More recently, in 1976, Dungeons & Dragons defined the lich as we largely know it today: "These skeletal monsters are of magical origin, each Lich formerly being a very powerful Magic-User or Magic-User/Cleric in life," the official D&D rulebook reads, "and are now alive only by means of great spells and will because of being in some way disturbed."
Now that we have a definition, let's take a look at some modern examples of liches in action. In video games, the lich is almost unavoidable, but the way in which its represented can vary drastically from the traditional definition to a horde of nameless skeleton enemies.
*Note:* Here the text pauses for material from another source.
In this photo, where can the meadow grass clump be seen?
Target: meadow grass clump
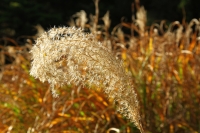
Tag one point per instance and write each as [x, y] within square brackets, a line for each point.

Countless video games have included lich characters, or even allowed the player to become a lich by choice. Distinct liches show up in Dishonored and Dishonored 2, and in the original Final Fantasy game, Final Fantasy IX and Final Fantasy XII. There are lich bosses in Gauntlet Dark Legacy and indie hit TowerFall, and you can play as Ethreain the Lich in Dota 2. In one Elder Scrolls V: Skyrim mod, human necromancers can even turn themselves into liches using black magic.
In other video games, liches often serve a diminished role as armies of the undead almost indistinguishable from zombies aside from their skeleton form. You can summon liches to fight for you in BioWare's Neverwinter Nights. Liches also exist as a class of undead enemy in Sierra Game's 2001 RPG Arcanum: Of Steamworks and Magick Obscura and in Clan Lord, the first MMORPG for Mac computers released in the 1998.
The exact definition of the lich may be a bit blurred when it comes to video games, but the term is as relevant as ever. Liches also appear regularly in TV and movies, even if the specific word isn't always used.
Harry Potter arch-villain Voldemort is essentially a lich. He's a powerful wizard who exists somewhere between life and death and hides his soul in a series of objects called Horcruxes. He also looks a bit like a skeleton thanks to his missing nose and bald, white head.
Game of Thrones takes a few more liberties with the concept of the lich, but there's no denying that the Night King is inspired by the concept. (Warning: skip to the next paragraph if you don't want some key plot points from the last few GoT seasons spoilers for you.) The Night King is clearly intelligent, drawing Daenerys into a trap to kill one of her dragons and transform it into a member of his undead army in season 7 episode "Beyond the Wall." We also know that he was originally a man, although the Night King he didn't transform by choice. Instead, he was forcefully turned into a monster by the Children of the Woods.
So if the Night King is a lich, what does that say about his intentions leading into the final season of Game of Thrones? Is he pure evil, a more nuanced character with human motivations, a mindless skeleton or some sort of combination of all three?
According to the strictest definition of the term, we can assume that the Night King is an intelligent enemy with evil intentions. Then again, the lich is clearly open to interpretation, and after seven seasons we should know better than to expect the Game of Thrones showrunners to play by the rules.